RIYADH: Saudi Aramco’s global trading arm has bought US firm Motiva Trading as it seeks to expand its footprint across North and South America.
As well as acquiring 100 per cent of the firm, Aramco Trading Co. has also launched a Texas-based subsidiary – Aramco Trading Americas.
The new entity will be the sole supplier and ‘offtaker' of Motiva Enterprises, the owner of North America’s largest oil refinery with a crude capacity of 630,000 barrels a day of consumer and commercial grade fuels and base oils.
“The acquisition of Motiva Trading and the establishment of Aramco Trading Americas are a giant step towards executing our ambitious global growth strategy, which aims to expand our geographical reach and scale of operations, while further strengthening our product flexibility and optionality,” said President and CEO of ATC Mohammed K. Al-Mulhim.

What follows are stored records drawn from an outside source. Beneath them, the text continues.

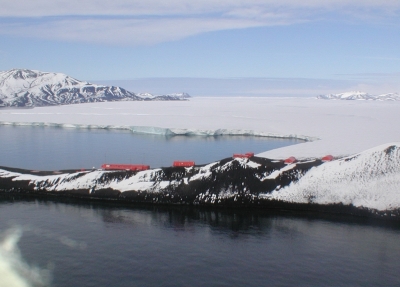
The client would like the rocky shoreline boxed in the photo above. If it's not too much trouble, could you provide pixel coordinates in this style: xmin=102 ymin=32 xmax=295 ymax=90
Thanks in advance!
xmin=0 ymin=153 xmax=400 ymax=220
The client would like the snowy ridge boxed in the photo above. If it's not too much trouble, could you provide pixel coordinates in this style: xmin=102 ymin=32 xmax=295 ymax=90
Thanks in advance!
xmin=0 ymin=143 xmax=400 ymax=216
xmin=0 ymin=121 xmax=319 ymax=141
xmin=317 ymin=91 xmax=400 ymax=101
xmin=263 ymin=143 xmax=400 ymax=210
xmin=0 ymin=69 xmax=189 ymax=107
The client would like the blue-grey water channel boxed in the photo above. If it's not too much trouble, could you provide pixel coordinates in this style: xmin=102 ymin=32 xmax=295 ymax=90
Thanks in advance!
xmin=0 ymin=126 xmax=400 ymax=287
xmin=0 ymin=126 xmax=301 ymax=170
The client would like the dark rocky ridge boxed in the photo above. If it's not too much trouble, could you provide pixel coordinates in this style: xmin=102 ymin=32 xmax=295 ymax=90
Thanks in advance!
xmin=0 ymin=157 xmax=400 ymax=220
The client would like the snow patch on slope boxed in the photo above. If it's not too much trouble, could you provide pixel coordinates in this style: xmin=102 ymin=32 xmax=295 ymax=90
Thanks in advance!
xmin=263 ymin=143 xmax=400 ymax=210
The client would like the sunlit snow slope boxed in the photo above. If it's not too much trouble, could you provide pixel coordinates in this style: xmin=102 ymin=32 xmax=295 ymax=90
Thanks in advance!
xmin=0 ymin=69 xmax=189 ymax=107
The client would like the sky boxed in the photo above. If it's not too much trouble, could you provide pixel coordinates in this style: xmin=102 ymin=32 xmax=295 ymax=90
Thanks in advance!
xmin=0 ymin=0 xmax=400 ymax=96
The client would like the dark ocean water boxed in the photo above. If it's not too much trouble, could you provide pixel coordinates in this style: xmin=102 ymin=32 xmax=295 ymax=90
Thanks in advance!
xmin=0 ymin=126 xmax=301 ymax=170
xmin=0 ymin=200 xmax=400 ymax=287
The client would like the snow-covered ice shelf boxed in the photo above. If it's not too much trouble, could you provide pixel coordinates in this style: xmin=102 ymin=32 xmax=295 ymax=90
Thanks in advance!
xmin=0 ymin=97 xmax=400 ymax=159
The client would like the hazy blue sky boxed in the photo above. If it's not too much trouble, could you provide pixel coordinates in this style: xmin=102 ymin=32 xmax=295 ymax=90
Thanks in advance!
xmin=0 ymin=0 xmax=400 ymax=94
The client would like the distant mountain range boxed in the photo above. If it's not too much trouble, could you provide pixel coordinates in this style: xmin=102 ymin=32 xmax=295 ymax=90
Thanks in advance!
xmin=317 ymin=91 xmax=400 ymax=101
xmin=0 ymin=69 xmax=190 ymax=107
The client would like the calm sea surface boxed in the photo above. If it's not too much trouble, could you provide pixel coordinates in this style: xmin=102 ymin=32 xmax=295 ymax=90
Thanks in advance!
xmin=0 ymin=200 xmax=400 ymax=287
xmin=0 ymin=126 xmax=400 ymax=287
xmin=0 ymin=126 xmax=301 ymax=170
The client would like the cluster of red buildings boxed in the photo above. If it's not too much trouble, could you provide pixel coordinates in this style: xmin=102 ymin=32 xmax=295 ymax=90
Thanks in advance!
xmin=284 ymin=154 xmax=334 ymax=164
xmin=101 ymin=152 xmax=333 ymax=171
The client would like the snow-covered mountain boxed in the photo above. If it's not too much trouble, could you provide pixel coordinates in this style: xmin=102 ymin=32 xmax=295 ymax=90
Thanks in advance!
xmin=317 ymin=91 xmax=400 ymax=101
xmin=0 ymin=69 xmax=189 ymax=107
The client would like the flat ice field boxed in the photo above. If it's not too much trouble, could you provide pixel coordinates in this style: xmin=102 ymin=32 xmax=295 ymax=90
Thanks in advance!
xmin=0 ymin=97 xmax=400 ymax=159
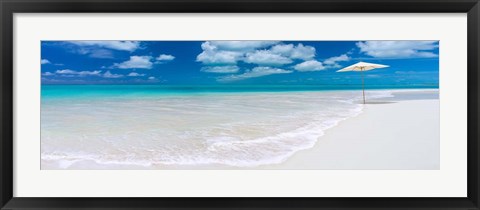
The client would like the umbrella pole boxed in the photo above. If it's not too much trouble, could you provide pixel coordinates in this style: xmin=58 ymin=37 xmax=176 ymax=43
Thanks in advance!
xmin=360 ymin=68 xmax=365 ymax=104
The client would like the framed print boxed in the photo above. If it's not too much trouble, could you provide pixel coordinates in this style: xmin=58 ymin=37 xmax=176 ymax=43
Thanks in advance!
xmin=0 ymin=0 xmax=479 ymax=209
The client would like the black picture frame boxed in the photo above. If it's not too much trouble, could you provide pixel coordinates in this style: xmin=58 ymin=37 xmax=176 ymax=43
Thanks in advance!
xmin=0 ymin=0 xmax=480 ymax=210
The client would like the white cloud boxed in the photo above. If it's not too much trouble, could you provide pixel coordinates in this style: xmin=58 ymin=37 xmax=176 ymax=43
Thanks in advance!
xmin=200 ymin=66 xmax=240 ymax=74
xmin=86 ymin=49 xmax=114 ymax=58
xmin=293 ymin=60 xmax=325 ymax=71
xmin=323 ymin=54 xmax=350 ymax=65
xmin=69 ymin=41 xmax=140 ymax=52
xmin=217 ymin=66 xmax=292 ymax=82
xmin=245 ymin=50 xmax=293 ymax=66
xmin=271 ymin=44 xmax=315 ymax=60
xmin=103 ymin=71 xmax=123 ymax=79
xmin=197 ymin=42 xmax=243 ymax=64
xmin=156 ymin=54 xmax=175 ymax=61
xmin=42 ymin=71 xmax=55 ymax=76
xmin=55 ymin=69 xmax=101 ymax=76
xmin=323 ymin=54 xmax=351 ymax=68
xmin=127 ymin=72 xmax=145 ymax=77
xmin=356 ymin=41 xmax=438 ymax=58
xmin=40 ymin=59 xmax=50 ymax=64
xmin=113 ymin=56 xmax=153 ymax=69
xmin=209 ymin=41 xmax=278 ymax=51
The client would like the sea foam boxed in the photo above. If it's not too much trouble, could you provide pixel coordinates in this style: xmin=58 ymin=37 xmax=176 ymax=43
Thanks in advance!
xmin=41 ymin=91 xmax=392 ymax=169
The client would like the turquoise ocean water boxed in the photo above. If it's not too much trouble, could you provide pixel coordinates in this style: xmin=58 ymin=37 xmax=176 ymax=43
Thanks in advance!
xmin=41 ymin=85 xmax=438 ymax=169
xmin=41 ymin=85 xmax=438 ymax=99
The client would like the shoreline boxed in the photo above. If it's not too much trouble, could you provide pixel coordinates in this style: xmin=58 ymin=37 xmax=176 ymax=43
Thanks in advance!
xmin=42 ymin=89 xmax=439 ymax=170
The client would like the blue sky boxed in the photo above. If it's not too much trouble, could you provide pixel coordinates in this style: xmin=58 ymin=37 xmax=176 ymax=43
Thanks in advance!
xmin=40 ymin=41 xmax=439 ymax=85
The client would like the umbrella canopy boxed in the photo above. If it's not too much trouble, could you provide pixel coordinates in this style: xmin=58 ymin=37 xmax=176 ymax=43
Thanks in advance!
xmin=337 ymin=62 xmax=389 ymax=72
xmin=337 ymin=62 xmax=389 ymax=104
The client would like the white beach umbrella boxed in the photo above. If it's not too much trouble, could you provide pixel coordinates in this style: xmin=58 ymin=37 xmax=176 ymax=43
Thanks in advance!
xmin=337 ymin=62 xmax=389 ymax=104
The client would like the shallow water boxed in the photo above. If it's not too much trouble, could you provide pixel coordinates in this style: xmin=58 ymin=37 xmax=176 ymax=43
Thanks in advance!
xmin=41 ymin=87 xmax=428 ymax=169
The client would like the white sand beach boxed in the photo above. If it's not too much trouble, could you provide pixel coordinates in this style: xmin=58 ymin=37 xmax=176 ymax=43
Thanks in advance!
xmin=42 ymin=90 xmax=440 ymax=170
xmin=261 ymin=99 xmax=440 ymax=170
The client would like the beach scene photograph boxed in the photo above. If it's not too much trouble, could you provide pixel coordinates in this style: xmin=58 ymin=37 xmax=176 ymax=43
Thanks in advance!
xmin=39 ymin=40 xmax=440 ymax=170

Furthermore, by allowing customers access to a sturdy hydrocarbon system, this is projected to bring about strength in the global value chain in the future, according to the statement.
The deal is the latest between Aramco and a US firm, with the Saudi company signing an agreement valued at $250 million in September 2022 with Beyond Limits, a California-based artificial intelligence technology company, to build a global AI corridor.
The corridor would create an ecosystem in the Kingdom by commercializing complex AI solutions, training Saudi talent and supporting Saudi startups.
Ties between Saudi Aramco and the US go deep, with the energy company employing thousands of staff at research and technology centers in Houston, Detroit and Boston, as well as at its corporate headquarters in New York.
It owns and operates the Motiva refinery and petrochemicals facility on the coast of the Gulf of Mexico, the biggest such plant in North America.
Speaking after the announcement, Aramco CEO Amin Nasser told Bloomberg he is seeing increased demand for fuel from China and is discussing investments in petrochemicals with Chinese companies.
Demand for jet fuel is now around 1 million barrels per day, which is below pre-pandemic levels but is improving, he added.